Week 28 – A new study provides new insight on preventing blindness caused by diabetic eye complications
When diabteic edema, an abnormal build up of tissue fluid starts affecting the eye, it starts a damaging domino effect in the retina. It goes something like this:
Blockage blood flow in one vessel -> local drop of oxygen -> stimulates production of growth factor protein (VEGF) -> reinforces further blockages
Normally VEGF is a key factor for new blood vessel growth, but with elevated blood glucose in the retina it causes vessel blockages to propagate.
The study provides a virtual model of the retina, which helps predicting the rate and pattern of this damage cascade. Based on a patient´s retinal vascular structure, probability calculations are made to create a personalized map of strategic points to target in laser therapy.
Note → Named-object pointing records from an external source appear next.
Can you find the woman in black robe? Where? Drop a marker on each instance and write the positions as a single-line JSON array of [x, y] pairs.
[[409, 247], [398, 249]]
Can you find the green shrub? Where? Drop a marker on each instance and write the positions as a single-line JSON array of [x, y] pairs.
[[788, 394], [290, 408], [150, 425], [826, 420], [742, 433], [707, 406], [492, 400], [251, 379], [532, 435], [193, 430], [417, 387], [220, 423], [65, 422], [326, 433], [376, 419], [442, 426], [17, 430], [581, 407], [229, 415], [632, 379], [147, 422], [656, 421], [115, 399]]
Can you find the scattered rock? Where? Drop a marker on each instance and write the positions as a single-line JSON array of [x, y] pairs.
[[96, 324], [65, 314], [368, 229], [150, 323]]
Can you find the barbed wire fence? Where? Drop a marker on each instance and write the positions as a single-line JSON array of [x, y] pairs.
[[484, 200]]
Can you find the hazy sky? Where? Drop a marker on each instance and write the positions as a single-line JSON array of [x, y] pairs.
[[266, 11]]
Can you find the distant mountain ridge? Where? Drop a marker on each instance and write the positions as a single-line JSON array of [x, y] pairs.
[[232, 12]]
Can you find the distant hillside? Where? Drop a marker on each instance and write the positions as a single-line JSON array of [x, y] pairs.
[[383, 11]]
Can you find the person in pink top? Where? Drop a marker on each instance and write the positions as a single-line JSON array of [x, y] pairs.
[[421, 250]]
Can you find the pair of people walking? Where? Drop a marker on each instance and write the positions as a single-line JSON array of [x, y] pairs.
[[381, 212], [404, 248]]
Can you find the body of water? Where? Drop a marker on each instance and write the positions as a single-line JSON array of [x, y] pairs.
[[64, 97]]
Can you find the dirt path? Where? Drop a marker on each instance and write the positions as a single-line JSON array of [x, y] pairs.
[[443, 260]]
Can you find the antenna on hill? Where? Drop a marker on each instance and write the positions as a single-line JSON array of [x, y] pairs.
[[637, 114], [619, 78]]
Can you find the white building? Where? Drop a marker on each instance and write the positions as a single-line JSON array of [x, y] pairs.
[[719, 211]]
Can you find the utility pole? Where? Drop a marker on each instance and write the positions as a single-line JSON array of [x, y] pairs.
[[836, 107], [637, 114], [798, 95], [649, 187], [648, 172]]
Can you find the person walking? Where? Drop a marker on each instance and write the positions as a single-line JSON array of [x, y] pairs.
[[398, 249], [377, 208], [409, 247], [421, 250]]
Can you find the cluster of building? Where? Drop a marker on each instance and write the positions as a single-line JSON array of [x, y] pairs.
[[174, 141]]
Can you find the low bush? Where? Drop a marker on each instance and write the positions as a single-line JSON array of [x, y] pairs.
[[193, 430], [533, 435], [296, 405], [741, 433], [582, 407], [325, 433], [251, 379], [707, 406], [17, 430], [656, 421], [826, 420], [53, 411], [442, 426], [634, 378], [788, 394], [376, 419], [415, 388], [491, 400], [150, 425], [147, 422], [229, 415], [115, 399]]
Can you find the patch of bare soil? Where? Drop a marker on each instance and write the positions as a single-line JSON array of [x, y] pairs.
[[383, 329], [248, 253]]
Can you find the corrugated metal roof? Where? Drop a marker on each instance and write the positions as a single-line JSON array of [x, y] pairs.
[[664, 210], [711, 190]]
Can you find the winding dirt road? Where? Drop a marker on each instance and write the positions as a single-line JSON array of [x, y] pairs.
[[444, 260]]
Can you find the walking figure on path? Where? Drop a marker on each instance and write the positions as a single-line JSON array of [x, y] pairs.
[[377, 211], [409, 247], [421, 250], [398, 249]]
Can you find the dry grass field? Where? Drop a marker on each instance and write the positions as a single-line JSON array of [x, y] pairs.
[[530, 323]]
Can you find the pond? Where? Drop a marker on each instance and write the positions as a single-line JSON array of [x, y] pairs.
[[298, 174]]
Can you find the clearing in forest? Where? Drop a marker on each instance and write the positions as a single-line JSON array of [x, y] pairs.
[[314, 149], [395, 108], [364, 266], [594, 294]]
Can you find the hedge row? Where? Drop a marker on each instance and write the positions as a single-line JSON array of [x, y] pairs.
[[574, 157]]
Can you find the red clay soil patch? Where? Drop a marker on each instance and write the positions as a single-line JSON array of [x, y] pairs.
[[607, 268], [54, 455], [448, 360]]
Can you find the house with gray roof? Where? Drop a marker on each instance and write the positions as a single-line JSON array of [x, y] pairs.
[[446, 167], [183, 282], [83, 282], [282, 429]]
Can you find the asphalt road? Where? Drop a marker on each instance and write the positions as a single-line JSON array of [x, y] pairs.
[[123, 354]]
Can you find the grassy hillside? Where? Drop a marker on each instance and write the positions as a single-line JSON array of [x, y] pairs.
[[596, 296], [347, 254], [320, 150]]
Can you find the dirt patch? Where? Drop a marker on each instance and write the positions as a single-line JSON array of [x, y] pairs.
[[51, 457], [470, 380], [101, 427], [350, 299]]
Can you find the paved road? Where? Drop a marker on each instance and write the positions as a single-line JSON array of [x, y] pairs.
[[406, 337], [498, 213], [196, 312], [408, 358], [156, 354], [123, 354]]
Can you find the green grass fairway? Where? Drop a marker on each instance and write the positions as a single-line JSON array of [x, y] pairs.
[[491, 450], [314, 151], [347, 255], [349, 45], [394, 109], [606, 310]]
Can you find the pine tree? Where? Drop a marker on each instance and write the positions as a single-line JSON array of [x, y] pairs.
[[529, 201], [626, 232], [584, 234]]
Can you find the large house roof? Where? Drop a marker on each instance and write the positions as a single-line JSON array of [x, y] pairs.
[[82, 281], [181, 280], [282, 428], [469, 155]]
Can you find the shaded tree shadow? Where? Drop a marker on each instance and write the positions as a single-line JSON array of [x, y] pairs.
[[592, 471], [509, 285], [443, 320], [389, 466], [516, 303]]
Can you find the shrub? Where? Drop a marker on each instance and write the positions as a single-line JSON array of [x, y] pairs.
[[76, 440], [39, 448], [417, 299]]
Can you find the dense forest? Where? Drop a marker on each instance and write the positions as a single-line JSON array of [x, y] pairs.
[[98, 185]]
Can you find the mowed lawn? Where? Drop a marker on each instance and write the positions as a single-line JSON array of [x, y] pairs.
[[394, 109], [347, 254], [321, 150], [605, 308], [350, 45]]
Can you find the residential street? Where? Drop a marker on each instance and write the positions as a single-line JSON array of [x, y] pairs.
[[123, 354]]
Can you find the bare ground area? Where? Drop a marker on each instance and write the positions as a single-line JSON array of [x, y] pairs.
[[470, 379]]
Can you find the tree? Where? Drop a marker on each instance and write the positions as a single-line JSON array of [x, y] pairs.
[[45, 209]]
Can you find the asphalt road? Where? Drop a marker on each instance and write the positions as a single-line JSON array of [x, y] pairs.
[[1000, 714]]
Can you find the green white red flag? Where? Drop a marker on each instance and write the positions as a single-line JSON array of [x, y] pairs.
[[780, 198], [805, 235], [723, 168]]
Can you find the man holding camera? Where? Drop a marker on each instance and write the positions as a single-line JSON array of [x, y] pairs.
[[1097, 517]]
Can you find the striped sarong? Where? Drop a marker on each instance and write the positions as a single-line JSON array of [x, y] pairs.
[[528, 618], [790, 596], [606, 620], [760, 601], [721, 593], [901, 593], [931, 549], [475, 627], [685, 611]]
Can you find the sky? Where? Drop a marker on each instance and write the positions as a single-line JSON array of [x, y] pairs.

“Our analysis suggests treatment of the retina with a large number of very small laser burns could prevent this ‘domino-like’ progressive loss of small retinal blood vessels and prevent elevation of VEGF and the major complications of diabetic retinopathy,” – Thomas Gast, ophthalmologist and senior scientist, IU School of Optometry
Week 29 – Study suggests that diabetes could be caused by the failure of a few ‘privileged’ beta cells
Instead of depending on all beta cells in the pancreas, the synthesis and secretion of insulin could be dictated by certain hubs of specialised beta cells.
The study at Imperial College London was done using optogenetic and photopharmacological methods on pancreatic islets from rats and humans. In these types of studies the signalling pathways of modified cells are controlled with light, and in this study it was done in order to map the glucose response hierarchy of beta cells. When the function of certain beta cells was turned off, their islets stopped responding to glucose. The percentage of these ‘conductor’ beta cells was deteremined to be as little as 1-10% of all beta cells.
“It has long been suspected that ‘not all cells are equal’ when it comes to insulin secretion. These findings provide a revised blueprint for how our pancreatic islets function, whereby these hubs dictate the behaviour of other cells in response to glucose.” – Dr David Hodson, University of Birmingham
This insight into the roles of beta cells could pave way for new precision therapies that target these crtical hubs in the pancreas.
Week 32 – Scientists have discovered a new link between muscle fat accumulation and insulin resistance
A protein that functions as DNA binder and transcription activator in glucose related gene regulation, MondoA. It is a key factor in whether muscle cells burn or store fat, normally turning a oversupply of glucose into stored fat. An excessive fat coversion rate will, however, turn the function of MondoA more into insulin signalling inhibition.
The research at Sanford-Burnham Prebys Medical Discovery Institute focused on the main insulin responder of the body, skeletal muscle. The team considers MondoA as a potential blocking target for treating early stage T2D.
Week 33 – Another protein linked to T2D
Another T2D related protein discovery that gives a new clue to understanding the link between accumulated fat and insulin resistance. The lack of protein PTRF Cavin-1 causes loss of fat cells, which in turn causes mistargeting of fat, supposedly promoting insulin resistance.
An abundance of fat cells should therefore, in principle, protect from insulin resistance. However, overburdening of Cells in making new PTRF in response to excessive nutrition might be the reason why fat cell loss would happen even in obese individuals.